You don't have to completely stop with breastfeeding, if you don't want to. If giving the formula means you get more sleep etc then you may find that it's easier to do the exclusion diet.

desperatelyseekingcaffeine · 12/12/2017 13:24

Ignore the support group. I think I know which group you mean and it comes down hard on anyone who suggests ff might be a good idea!! Yes bm can help heal the gut, but not if it contains allergens still! Well done for going dairy free. There may well be more allergies but it's so hard to figure them out while feeding!

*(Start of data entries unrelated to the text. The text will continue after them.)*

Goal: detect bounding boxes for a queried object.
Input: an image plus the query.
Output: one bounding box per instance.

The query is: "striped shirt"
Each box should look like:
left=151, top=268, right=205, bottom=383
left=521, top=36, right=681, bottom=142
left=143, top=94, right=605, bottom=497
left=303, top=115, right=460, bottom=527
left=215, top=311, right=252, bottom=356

Look after yourself as well.

PersianCatLady · 12/12/2017 13:25

One woman on the supprt group just basically told me that giving formula will make the pain a lengthier process as it can't heal the gut like breast milk can. She then said that if she can survive on only 10 foods for 10 months than anyone can
Ignore her.

Is she medically qualified to give advice on your child's gut without even seeing them? Doubt it.

You said that you have cut out loads of foods and it still isn't helping, what are you supposed to do?

Seeing as the GP offered to prescribe you formula rather than suggest that you buy it, I am thinking that it is a special type of formula.

Get yourself an appointment and try it.

If you try it and hate it, then you will know that it didn't work.

However, it may just work and help you to live your lives without all of this stress.